Menyikapi dinamika serta polemik yang terjadi usai tayangnya cerita fiksi dengan tokoh utama Din Bacut dan Lek Parno serta tokoh rekaan lainnya sehingga membuat beberapa pihak menjadi gerah bahkan ada yang melakukan klarifikasi seolah-olah jika tokoh yang yang ada dalam cerita tersebut mirip dengan sejumlah sosok, serta muncul juga upaya penggalian informasi dari sejumlah kelompok yang ingin mengungkap fakta sebenarnya berdasarkan isi cerita, hal itu penulis anggap cenderung spekulatif.
Menurut Kamus Besar Bahasa Indonesia (KBBI), fiksi adalah cerita rekaan dalam karya sastra.Cerita fiksi adalah pernyataan yang hanya berdasarkan khayalan atau rekaan tidak berdasarkan kenyataan.Intinya proses imajinasi non ilmiah dari sang penulis dalam membuat cerita serta tokoh yang ada di dalamnya sangat berpengaruh dalam cerita tersebut.

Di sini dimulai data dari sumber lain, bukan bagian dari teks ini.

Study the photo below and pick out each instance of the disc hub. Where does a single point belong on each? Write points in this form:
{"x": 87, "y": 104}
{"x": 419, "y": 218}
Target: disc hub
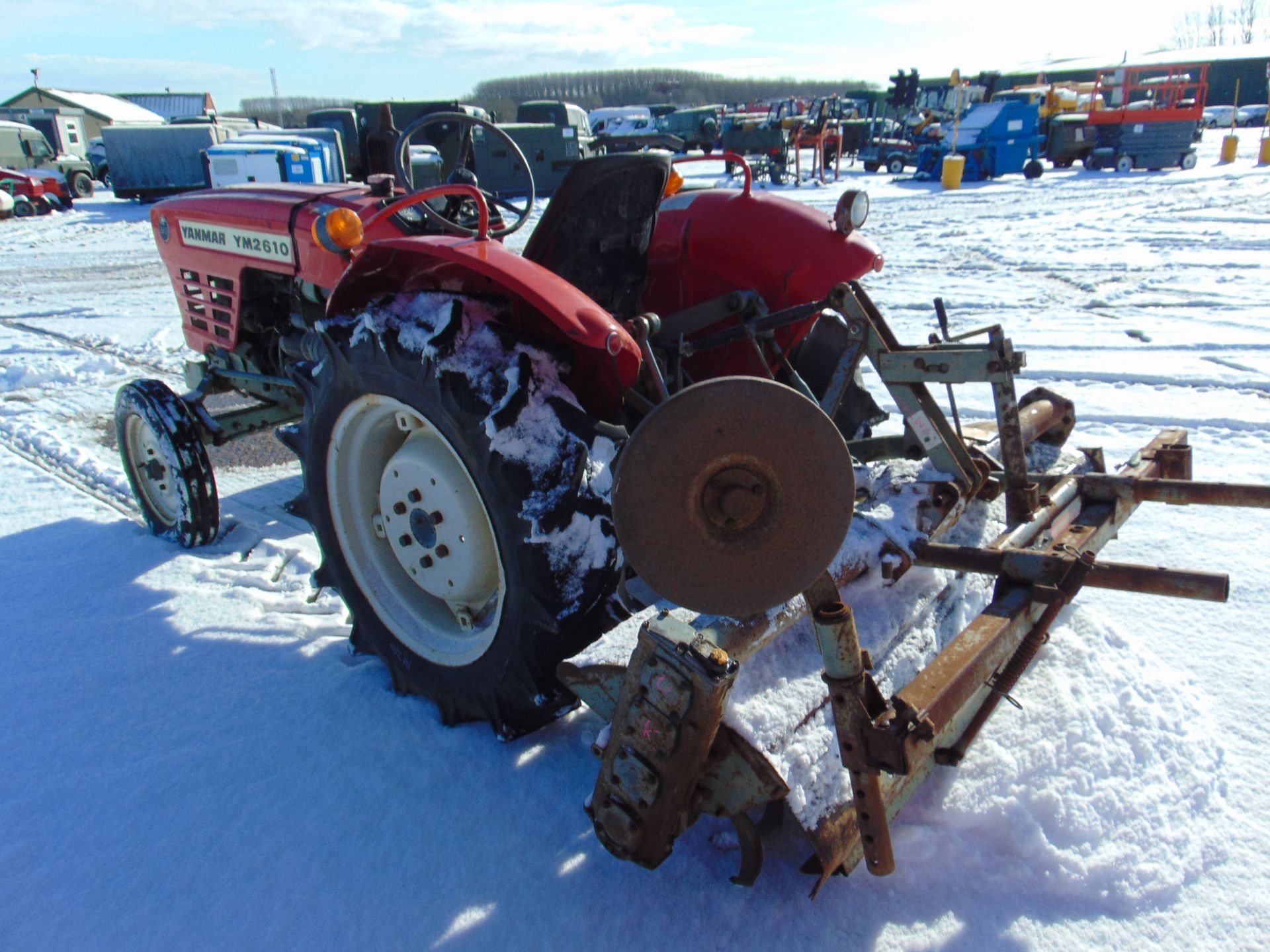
{"x": 733, "y": 495}
{"x": 436, "y": 524}
{"x": 736, "y": 499}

Alur cerita serta tokoh yang ada di dalam rubrik Din Bacut murni rekaan dan imajinasi penulis dengan melihat permasalahan sosial yang terjadi, jika ada beberapa pihak yang merasa bahwa di dalam cerita itu mirip dengan seorang tokoh, hal itu merupakan hak masing masing pihak, namun penulis pastikan pemberian nama tokoh dan alur cerita murni merupakan proses imajinasi.
Meskipun penulis akui jika tayangnya tulisan fiksi tersebut akan muncul berbagai interpretasi serta asumsi yang beragam dari pembaca dan hal itu umum terjadi, bahkan penerbitan undang-undang pun oleh pemerintah akan memicu pro kontra apalagi hanya sekedar cerita fiksi yang berdasarkan daya khayal penulis.
Cerita fiksi Din Bacut dalam episode perselingkuhan Walikota yang banyak menyedot perhatian pembaca murni merupakan karangan semata dan tidak bertujuan untuk menyudutkan atau untuk kepentingan pihak tertentu, jika ada pihak atau kelompok yang keberatan hal itu semestinya tidak perlu terjadi, karena cerita fiksi yang dibuat bukan mengarah kepada sosok tertentu atau untuk kepentingan tertentu karena dari penamaan tokoh serta alur cerita hanya berdasarkan imajinasi penulis.